Etnias que antes eram inimigas entre si, em paz ao longo do martírio vislumbraram que o agronegócio e o banco é o inimigo comum e a mãe terra é o grande escudo.
Eduardo Viveiros de Castro observa que em sentido particular, (uma) sociedade é uma designação aplicável a um grupo ou coletivo humano dotado de uma combinação mais ou menos densa de algumas das seguintes propriedades: territorialidade; recrutamento principalmente por reprodução sexual de seus membros; organização institucional relativamente auto-suficiente e capaz de persistir para além do período de vida de um indivíduo; distintividade cultural.
Ninguém saiu campeão nesse jogo dos séculos. Temos sim terrenos contaminados, rios estéreis e novos desertos da Ilha Kaffeklubben ao Cabo Froward; entre os extremos das Américas muitos lamentam entre troféus como ilusionistas.
É bom lembrar que no Brasil apenas com Constituição Federal de 1988 foram reconhecidos os direitos básicos dos povos originários, mas a reação nunca se acalmou entre os que querem a terra e o ponto cego resiste. Centenas de fatos trágicos na linha do tempo costuram corpos e afrontas, e nem mesmo os avistamentos frequentes de povos isolados e desconhecidos aquieta a fúria dos que invadem e saqueiam. Mesmo terras indígenas já consagradas e homologadas não escapam das intempéries dos humores constituídos. A política indígena segue num bate bola entre os que dividem possíveis lucros de riquezas minerais e energéticas espalhadas pela vastidão do território devoluto, fértil às commodities.

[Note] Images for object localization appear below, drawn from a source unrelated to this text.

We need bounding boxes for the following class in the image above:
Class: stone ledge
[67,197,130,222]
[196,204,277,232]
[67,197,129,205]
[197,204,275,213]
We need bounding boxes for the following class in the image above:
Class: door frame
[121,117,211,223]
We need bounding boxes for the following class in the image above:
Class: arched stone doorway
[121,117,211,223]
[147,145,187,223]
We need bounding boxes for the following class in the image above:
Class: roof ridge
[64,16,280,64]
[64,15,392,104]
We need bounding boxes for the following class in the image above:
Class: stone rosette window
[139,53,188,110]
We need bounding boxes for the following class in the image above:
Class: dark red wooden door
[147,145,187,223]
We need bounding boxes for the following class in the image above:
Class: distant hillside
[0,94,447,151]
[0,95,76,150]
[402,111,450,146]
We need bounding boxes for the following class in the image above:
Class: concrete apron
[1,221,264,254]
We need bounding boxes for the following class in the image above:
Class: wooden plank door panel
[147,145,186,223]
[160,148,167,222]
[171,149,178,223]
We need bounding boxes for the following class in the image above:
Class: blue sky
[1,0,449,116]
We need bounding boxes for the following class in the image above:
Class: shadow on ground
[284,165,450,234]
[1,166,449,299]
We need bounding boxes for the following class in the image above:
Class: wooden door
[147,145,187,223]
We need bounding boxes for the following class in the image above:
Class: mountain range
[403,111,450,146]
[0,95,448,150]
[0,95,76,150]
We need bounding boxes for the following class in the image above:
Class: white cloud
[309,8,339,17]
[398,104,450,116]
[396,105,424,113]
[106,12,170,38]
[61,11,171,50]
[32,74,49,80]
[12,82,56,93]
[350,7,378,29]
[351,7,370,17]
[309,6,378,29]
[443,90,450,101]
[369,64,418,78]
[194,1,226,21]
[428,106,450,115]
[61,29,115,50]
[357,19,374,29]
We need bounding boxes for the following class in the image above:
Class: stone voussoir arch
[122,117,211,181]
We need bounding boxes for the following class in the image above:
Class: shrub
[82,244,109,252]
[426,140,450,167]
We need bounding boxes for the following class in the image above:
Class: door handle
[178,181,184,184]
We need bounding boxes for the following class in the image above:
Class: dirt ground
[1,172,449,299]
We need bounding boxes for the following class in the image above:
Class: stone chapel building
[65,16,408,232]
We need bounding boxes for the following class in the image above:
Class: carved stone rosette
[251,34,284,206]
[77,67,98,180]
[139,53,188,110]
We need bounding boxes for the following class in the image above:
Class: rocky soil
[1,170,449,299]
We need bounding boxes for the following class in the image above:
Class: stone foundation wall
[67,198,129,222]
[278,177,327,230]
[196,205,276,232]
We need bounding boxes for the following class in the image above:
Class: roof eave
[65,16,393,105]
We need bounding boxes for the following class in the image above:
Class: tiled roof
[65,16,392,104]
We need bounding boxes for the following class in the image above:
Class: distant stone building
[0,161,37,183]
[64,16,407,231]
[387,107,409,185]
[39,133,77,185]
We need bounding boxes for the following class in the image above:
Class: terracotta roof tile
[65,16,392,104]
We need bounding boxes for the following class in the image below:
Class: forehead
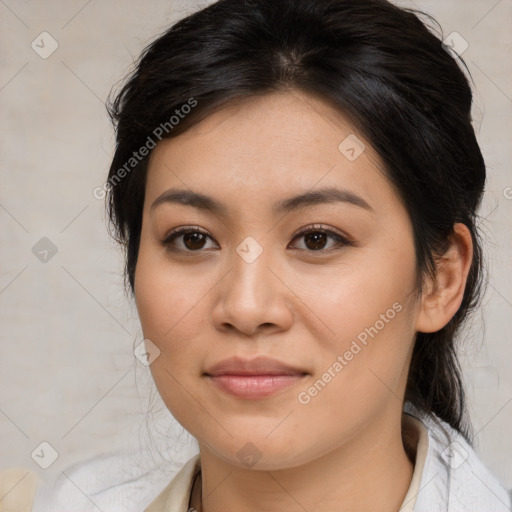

Muitas obras públicas que permitiriam grandes avanços no cotidiano das aldeias encontram-se mal acomodadas ou deslocadas dos hábitos e tradições, quando não inutilizadas em total abandono.
Além de todos os vícios do Estado há o modelo de produção do agronegócio brasileiro que empodera, a cada nova super safra, as gigantes Monsanto, Bayer, Cargill, alimentando um monstro que come terras e recursos naturais produzindo alimentos e dividendos, novos frigoríficos, novos garimpos, novas madeireiras. No fim tudo vira soja e royalties. A inviabilização de novas demarcações de terras indígenas e o desejo de autorização da venda de propriedades ao capital internacional, é como entregar as mandiocas aos porcos. Criminalizam pesquisadores e humanistas, desviando olhares das reais questões que afligem nossa tolerância étnica e diversidade de culturas. A alegada premissa de desenvolvimento econômico do desgoverno em rota quer a tudo solapar e vemos atônitos o novo degredo.
A situação é incerta e nós somos o medo. Muitas etnias foram dizimadas e a nova arma hoje é um celular na mão e a comunicação livre que vence o monopólio dos grandes meios. Realizadores indígenas com suas novas ferramentas na exposição de seus testemunhos vencem o tédio e o nojo. Olham o céu e sabem da chuva e dos ventos. Na comunhão de infortúnios fortalecem a aldeia comum dos que sobrevivem em luta e devir.